Die Neustädter Chaussee durchschneidet eigentlich diesen Höhenzug, doch wählten wir den am Landgraben entlang führenden Weg über die Felder. Es war am Sonntag Nachmittag. Den Fußsteg fanden wir bereits ausgetreten, wir konnten daher ohne Beschwer unsre Wanderung fortsetzen. Und wie freuten wir uns über die schönen Winterbilder, die abwechselnd unsre Blicke fesselten! Bald waren es die hohen Erlen, die den Landgraben einsäumen — sie hatten auf der einen Seite einen langen weißen Schleier angelegt —, bald die mit Schnee bedeckten Sträucher, bald die Gehöfte in ihrem Winterschmuck.

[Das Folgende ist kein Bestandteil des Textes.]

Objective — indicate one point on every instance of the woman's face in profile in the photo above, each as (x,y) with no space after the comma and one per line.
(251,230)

So erreichten wir unser Ziel, stiegen durch den tiefen Schnee auf die erste Höhe, und unser Auge schaute in eine liebliche kleine Bergwelt hinein. — Märchenhaft schön hoben sich von dem blauen Himmel die weißen Schneehöhen ab, zwischen ihnen lagen geheimnisvoll die grünen, mit Kiefern bestandenen Schluchten, und hier und da lugten einzelne kleine Häuser aus ihrem Versteck hervor und grüßten wie Bauden zu uns herüber. — Und auf der andern Seite breitete sich zu unsern Füßen ein prächtiges weißes Tal aus, in dessen Hintergrunde unser Städtchen feiernd lag.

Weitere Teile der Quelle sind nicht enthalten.